US courier DHL is adapting distribution plans according to each vaccine’s specifications. David Goldberg, CEO of Global Forwarding US for the company, says “there is a restriction on the amount of dry ice used on an aircraft– typically 500-1,000 kilos depending on a number of factors.”

Once they arrive, Pfizer vials can be stored at between 2 and 8 degrees Celsius for up to five days before deteriorating. Pfizer says it has developed a “just-in-time system which will ship the frozen vials direct to the point of vaccination.” It will also monitor the temperature of every box being shipped.

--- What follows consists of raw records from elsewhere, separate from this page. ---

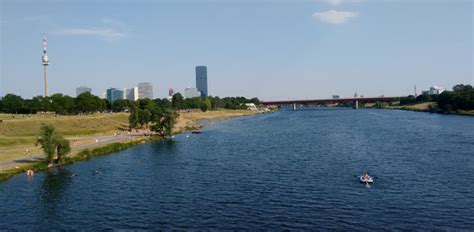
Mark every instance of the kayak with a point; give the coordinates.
(370, 180)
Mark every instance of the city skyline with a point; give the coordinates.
(279, 50)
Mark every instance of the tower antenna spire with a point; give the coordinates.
(45, 65)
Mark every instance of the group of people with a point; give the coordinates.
(365, 177)
(30, 172)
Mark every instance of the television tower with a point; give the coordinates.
(45, 65)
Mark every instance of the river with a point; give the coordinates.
(286, 170)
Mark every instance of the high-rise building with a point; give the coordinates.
(82, 89)
(201, 80)
(191, 92)
(145, 90)
(130, 93)
(114, 94)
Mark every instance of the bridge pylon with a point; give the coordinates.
(356, 104)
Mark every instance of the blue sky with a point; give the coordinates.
(280, 49)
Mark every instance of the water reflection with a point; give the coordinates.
(55, 184)
(165, 146)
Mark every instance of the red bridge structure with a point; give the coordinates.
(354, 100)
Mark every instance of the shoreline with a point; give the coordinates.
(184, 125)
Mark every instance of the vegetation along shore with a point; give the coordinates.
(96, 127)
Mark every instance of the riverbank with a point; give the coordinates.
(117, 141)
(430, 107)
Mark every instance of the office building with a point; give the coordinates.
(114, 94)
(82, 89)
(130, 93)
(191, 92)
(434, 90)
(201, 80)
(145, 90)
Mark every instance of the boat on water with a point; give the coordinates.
(367, 179)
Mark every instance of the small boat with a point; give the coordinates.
(369, 180)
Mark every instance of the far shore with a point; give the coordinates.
(17, 156)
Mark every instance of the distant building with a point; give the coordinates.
(191, 92)
(201, 80)
(114, 94)
(251, 106)
(82, 89)
(130, 93)
(436, 90)
(145, 90)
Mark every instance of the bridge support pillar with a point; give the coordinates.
(356, 104)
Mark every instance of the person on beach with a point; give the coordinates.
(30, 172)
(365, 177)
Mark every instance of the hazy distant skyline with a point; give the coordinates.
(268, 49)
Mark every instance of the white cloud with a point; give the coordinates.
(103, 33)
(335, 17)
(339, 2)
(109, 30)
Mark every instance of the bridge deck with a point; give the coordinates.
(367, 99)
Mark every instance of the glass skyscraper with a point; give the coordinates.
(201, 80)
(114, 94)
(145, 90)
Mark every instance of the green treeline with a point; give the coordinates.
(87, 103)
(461, 98)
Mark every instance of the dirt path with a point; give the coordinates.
(99, 141)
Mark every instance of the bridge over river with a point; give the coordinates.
(354, 100)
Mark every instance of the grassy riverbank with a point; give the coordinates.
(429, 107)
(84, 132)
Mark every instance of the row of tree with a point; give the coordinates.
(88, 103)
(53, 144)
(461, 98)
(156, 115)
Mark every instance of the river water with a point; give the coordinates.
(286, 170)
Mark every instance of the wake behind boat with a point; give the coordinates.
(366, 179)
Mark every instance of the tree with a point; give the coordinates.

Julie Swann, an expert in supply chains at North Carolina State University, says that large hospital systems, which often have ultra-cool freezers, may have a role as distribution hubs. But not all US states have them; Hawaii said last week none of its hospitals has such freezers.

Breaking down shipments of a frozen vaccine for rural areas or small groups of essential workers– without compromising their temperature– will be another headache, Swann said.

When a vaccine needs to be used with a few days, providers will need to ensure they are ready. “You can’t just wait to see who shows up,” Swann told CNN. “And we don’t really have good data yet defining where and who the priority populations are.”

The more links in the supply chain, the more risk that the vaccine’s temperature will be compromised. Last month the US Centers for Disease Control and Prevention advised states they should “limit transport of frozen of ultra-cold vaccine products.”

Prashant Yadav, a supply chain expert and senior fellow at the Center for Global Development said: “It’s a question of how soon can we start thinking about multiple packaging formats.”

Beyond the US

If getting a frozen vaccine to tens of millions of people is a challenge in the US, it’s a far greater problem for poorer countries.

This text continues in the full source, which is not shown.